In a bid to ease the cash crunch being faced by people following the government’s move to demonetise high-value currency notes, several petrol pumps across the country today began dispensing cash of up to Rs 2,000 through debit or credit cards swipe.
The move comes after the government allowed public sector oil companies to do so in view of people queuing up at banks and ATMs to access cash from their accounts.
According to PIB, cash dispensing facility had become operational at 686 retail outlets by 4 pm today (Friday), of which 350 belonged to IOCL, 266 to BPCL and 70 to HPCL.
Initially, the facility will be available at 2,500 petrol pumps including rural areas, where SBI Point of Sale machines are provided.
Rs 2000 per person per day in cash can be dispensed, officials said, adding that the facility will be extended to over 20,000 petrol pumps over the next three days that have card swipe machines from HDFC Bank, Citibank and ICICI Bank.
The initiative has been launched by public sector oil companies namely Indian Oil Corporation Limited, Bharat Petroleum Corporation Limited and Hindustan Petroleum Corporation Limited, in association with State Bank of India (SBI) to ease the burden on banks and ATMs.
Senior officials of IOCL, BPCL and HPCL today had a meeting with State Bank of India Chairman Arundhati Bhattacharya and decided that an amount up to Rs 2,000 per day per person in cash can be dispensed against swiping of debit card from select petrol pumps where Point of Sale machines of SBI are already available.
Point of Sale machines are generally used for debit or credit card transactions.
This facility will be available even after November 24, 2016. Petrol pumps have been accepting currency notes of Rs 500 and Rs 1000 denominations and are allowed to do so till November 24, 2016.
Meanwhile, nine days after demonetisation of high denomination notes, there was no let-up in the rush and long queues outside banks and ATMs across the country while authorities maintained that the cash crunch situation has improved substantially and there was no panic.

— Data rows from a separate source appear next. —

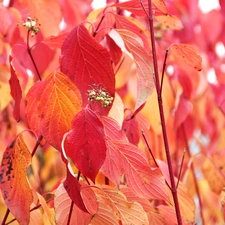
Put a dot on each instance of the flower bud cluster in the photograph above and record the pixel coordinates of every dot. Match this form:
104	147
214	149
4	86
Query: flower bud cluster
100	94
32	25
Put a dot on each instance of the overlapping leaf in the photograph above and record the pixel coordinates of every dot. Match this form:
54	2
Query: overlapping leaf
13	181
73	188
145	79
183	109
16	91
123	157
135	6
134	25
58	100
187	54
86	143
170	21
62	203
119	208
87	63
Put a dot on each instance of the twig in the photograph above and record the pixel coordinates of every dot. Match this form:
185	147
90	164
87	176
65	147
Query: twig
6	216
181	166
30	54
162	118
36	146
70	213
163	71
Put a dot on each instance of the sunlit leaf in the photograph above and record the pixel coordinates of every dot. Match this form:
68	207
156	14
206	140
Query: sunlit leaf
125	211
186	202
183	109
86	143
16	91
187	54
117	110
48	14
134	25
170	21
213	171
55	41
13	181
145	79
135	6
123	157
87	63
58	101
62	203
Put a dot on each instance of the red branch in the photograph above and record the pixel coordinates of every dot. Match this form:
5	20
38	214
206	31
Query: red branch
162	118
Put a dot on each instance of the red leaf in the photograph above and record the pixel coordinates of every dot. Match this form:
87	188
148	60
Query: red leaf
183	109
123	157
41	53
132	129
16	91
57	101
170	21
87	62
55	41
188	54
86	144
13	181
73	188
145	83
134	25
135	7
62	203
33	100
114	50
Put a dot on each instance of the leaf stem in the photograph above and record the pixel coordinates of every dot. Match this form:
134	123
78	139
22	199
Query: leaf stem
163	71
70	213
181	166
162	118
36	146
6	216
31	56
96	30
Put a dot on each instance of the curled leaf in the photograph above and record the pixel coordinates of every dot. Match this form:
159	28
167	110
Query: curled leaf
187	54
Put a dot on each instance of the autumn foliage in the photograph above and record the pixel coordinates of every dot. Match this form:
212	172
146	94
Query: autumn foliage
110	115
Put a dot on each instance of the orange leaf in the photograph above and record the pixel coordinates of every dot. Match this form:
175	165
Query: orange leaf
170	21
62	203
160	5
145	79
58	101
123	157
187	54
13	181
124	211
135	7
213	173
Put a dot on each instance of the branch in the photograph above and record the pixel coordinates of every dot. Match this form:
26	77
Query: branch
31	56
162	118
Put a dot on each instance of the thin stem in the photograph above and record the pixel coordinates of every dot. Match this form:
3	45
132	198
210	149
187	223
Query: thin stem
149	149
192	165
162	118
163	71
30	54
193	173
96	30
36	146
181	166
6	216
70	213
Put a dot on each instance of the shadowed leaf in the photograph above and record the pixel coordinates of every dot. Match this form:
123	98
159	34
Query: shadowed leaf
13	181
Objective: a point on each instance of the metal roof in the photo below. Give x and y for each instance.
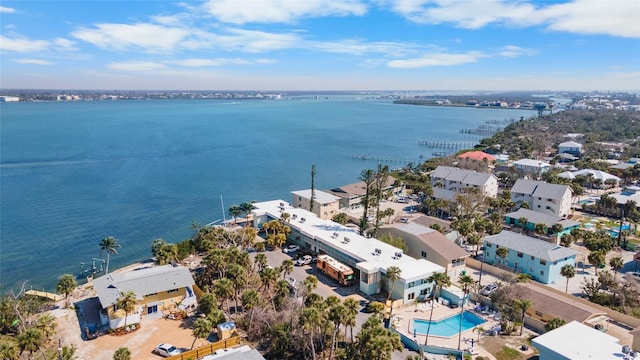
(530, 246)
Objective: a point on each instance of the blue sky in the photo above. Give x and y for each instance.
(321, 45)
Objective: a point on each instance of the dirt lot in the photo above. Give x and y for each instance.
(141, 342)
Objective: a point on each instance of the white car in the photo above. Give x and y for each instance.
(291, 249)
(305, 260)
(488, 289)
(167, 350)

As the political slugfest over the demonetisation inside and outside Parliament escalated, banks struggled to manage huge rush of people thronging branches to exchange scrapped Rs 500 and Rs 100 notes and get cash to meet their daily needs. Despite some ATMs getting calibrated to dispense Rs 500 notes, such vending machines were running out of cash because of huge pressure of withdrawal.

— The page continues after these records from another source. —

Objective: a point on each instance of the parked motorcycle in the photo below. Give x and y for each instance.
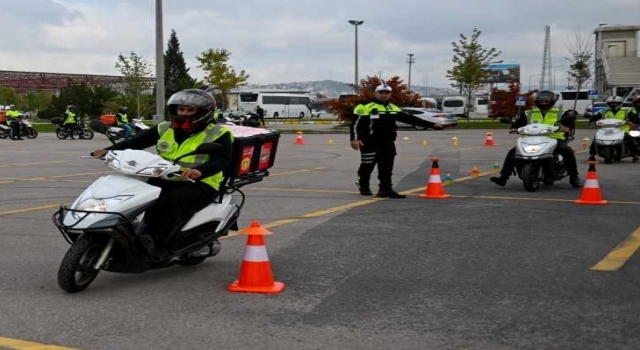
(535, 159)
(609, 140)
(26, 129)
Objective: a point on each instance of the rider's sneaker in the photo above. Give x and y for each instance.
(575, 181)
(390, 194)
(499, 180)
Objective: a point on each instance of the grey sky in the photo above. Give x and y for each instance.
(299, 40)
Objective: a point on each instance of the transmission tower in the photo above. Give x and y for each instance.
(545, 77)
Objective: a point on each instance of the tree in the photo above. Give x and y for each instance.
(219, 74)
(176, 73)
(579, 72)
(470, 59)
(137, 73)
(503, 102)
(400, 96)
(8, 95)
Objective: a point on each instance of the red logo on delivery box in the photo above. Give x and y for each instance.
(265, 155)
(245, 160)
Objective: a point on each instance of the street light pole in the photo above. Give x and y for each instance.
(159, 62)
(410, 60)
(356, 23)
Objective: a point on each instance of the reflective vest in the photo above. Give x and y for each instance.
(169, 149)
(122, 118)
(551, 118)
(71, 117)
(621, 114)
(13, 114)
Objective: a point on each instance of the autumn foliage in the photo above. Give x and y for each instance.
(503, 102)
(400, 96)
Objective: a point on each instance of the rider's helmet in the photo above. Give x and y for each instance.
(614, 102)
(545, 99)
(202, 100)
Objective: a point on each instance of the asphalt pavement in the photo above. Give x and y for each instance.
(488, 268)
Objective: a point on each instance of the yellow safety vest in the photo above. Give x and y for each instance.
(551, 118)
(71, 117)
(169, 149)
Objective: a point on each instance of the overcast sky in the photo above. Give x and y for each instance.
(299, 40)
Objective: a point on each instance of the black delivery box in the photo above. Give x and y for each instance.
(254, 152)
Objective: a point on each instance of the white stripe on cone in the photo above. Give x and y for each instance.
(256, 254)
(434, 179)
(592, 183)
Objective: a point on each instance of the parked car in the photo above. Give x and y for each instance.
(437, 119)
(599, 106)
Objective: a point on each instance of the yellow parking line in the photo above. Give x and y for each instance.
(37, 163)
(620, 254)
(18, 344)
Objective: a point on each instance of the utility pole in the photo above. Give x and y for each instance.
(356, 23)
(159, 62)
(410, 60)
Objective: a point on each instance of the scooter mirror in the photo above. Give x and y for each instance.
(98, 126)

Queues at some branches in the metros were tad shorter for exchange of old currencies as the process of putting indelible ink commenced yesterday. As a result of this, those who have already traded old currency notes are unable to exchange again on the same day due to the ink mark.

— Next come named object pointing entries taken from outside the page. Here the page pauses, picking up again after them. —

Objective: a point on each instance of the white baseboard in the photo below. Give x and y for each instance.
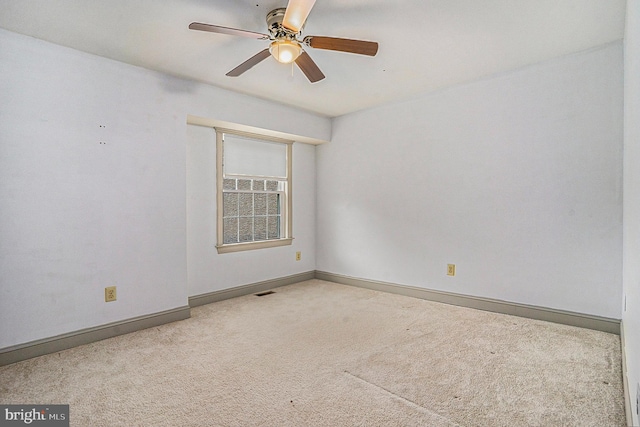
(251, 288)
(598, 323)
(85, 336)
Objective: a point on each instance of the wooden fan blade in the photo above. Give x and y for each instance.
(226, 30)
(360, 47)
(309, 68)
(249, 63)
(296, 14)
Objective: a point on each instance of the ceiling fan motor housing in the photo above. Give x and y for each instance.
(276, 29)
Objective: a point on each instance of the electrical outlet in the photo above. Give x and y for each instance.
(109, 294)
(451, 269)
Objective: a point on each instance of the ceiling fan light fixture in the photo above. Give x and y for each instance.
(285, 51)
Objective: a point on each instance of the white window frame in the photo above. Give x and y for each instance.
(286, 223)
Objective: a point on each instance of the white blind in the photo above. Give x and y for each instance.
(246, 156)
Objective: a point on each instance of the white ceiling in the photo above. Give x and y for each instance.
(424, 44)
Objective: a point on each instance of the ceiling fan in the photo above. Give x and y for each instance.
(285, 27)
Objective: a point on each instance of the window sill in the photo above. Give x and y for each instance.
(249, 246)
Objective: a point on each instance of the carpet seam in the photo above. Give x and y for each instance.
(404, 399)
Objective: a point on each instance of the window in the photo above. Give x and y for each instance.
(254, 191)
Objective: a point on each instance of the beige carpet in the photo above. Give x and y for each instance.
(321, 354)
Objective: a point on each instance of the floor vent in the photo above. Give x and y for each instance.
(261, 294)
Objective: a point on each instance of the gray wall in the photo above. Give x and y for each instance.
(631, 315)
(93, 170)
(516, 179)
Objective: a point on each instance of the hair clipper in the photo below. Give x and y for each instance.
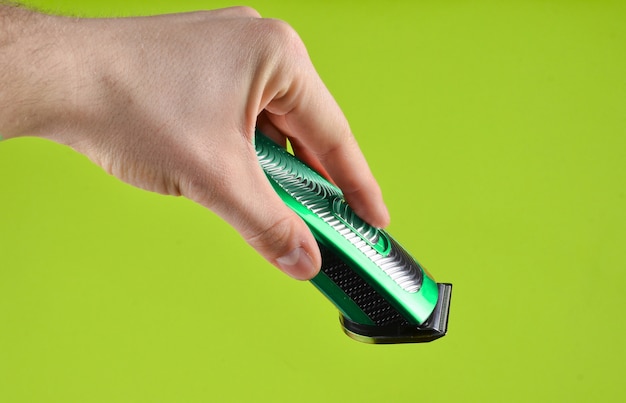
(382, 293)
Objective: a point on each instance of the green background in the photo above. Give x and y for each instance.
(498, 133)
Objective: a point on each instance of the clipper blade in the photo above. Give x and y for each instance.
(435, 326)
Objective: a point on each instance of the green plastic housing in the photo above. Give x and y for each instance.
(322, 207)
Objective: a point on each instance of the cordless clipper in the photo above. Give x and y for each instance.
(382, 293)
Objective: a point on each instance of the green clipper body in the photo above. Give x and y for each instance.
(383, 294)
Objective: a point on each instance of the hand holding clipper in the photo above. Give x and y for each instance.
(382, 293)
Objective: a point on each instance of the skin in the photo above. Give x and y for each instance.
(169, 104)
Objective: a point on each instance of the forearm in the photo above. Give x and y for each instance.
(35, 69)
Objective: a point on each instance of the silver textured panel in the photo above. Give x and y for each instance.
(326, 201)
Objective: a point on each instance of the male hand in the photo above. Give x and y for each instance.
(170, 103)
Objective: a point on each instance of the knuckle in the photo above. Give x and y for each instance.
(246, 11)
(272, 240)
(282, 36)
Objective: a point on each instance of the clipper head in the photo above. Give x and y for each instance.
(382, 292)
(389, 325)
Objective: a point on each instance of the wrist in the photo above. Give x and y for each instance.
(37, 69)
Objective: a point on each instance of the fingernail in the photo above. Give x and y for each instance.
(297, 264)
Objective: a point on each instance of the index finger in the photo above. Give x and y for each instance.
(321, 136)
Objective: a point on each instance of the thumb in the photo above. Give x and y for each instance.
(247, 201)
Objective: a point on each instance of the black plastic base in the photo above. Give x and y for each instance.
(435, 326)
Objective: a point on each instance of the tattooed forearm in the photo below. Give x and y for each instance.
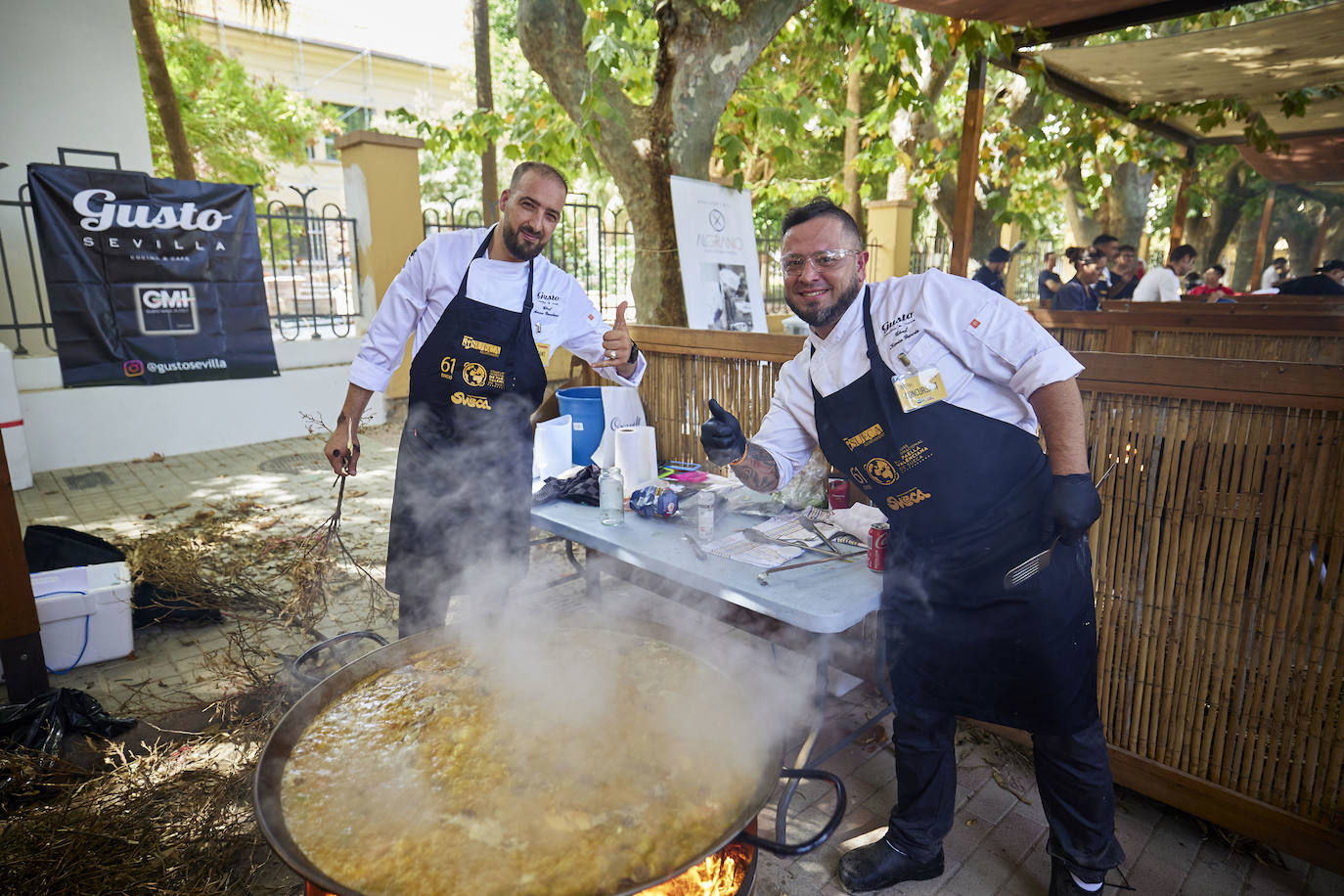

Finance Minister Arun Jaitley said the rush at bank branches has come down significantly today and that there is absolutely no panic.
With the government and RBI struggling to ease cash availability, the small businesses - from vegetable vendors to dhabas and small kirana stores - that use cash as mode of transaction were the worst hit.
A bulk of daily labourers were rendered jobless as construction and other activities came to a standstill in the wake of cement, sand and other supplies not coming in.
Truckers too were reportedly stranded on highways as drivers ran out of valid currency notes, affecting movement of goods in several parts of the country.
While some banks in Kolkata accepted cash, most of them stopped disbursing it mainly due to cash crunch, with a number of ATMs in and around the city putting up either "no cash" or "temporary out of service" notice.
"I am here from Assam to pursue my MA from Calcutta University. My family sends money and I use my debit card to access it. The card has expired last week and I am unable to pay my bills. Neither am I able to withdraw anything because I do not have cheques. I am left with a few Rs 500 notes to exchange...I have to skip classes to come to bank everyday for this," Anirban Burman said in Kolkata.
Shortage of small change has hit the state-run liquor outlets, vegetable markets and small vendors in Tamil Nadu even as large number of people continued to throng various banks and ATMs which ran dry within few hours.
"Shortage of small currency like Rs 100 or Rs 50 has crippled financial transactions," said a customer waiting in queue before a public sector bank in Chennai.
A group of women, affiliated to All India Democratic Women Association, symbolically performed 'last rites' of an ATM in Coimbatore in protest against its non-functioning.
Since no money was coming from the machine, it was now dead and the women were performing its last rites, by paying floral tributes, an AIDWA representative said.
In Kerala, the state government has worked out a plan by which the salary amount would be deposited in the account of respective district collectors, who would be entrusted to disburse the salary to workers in plantation and cash crops sector.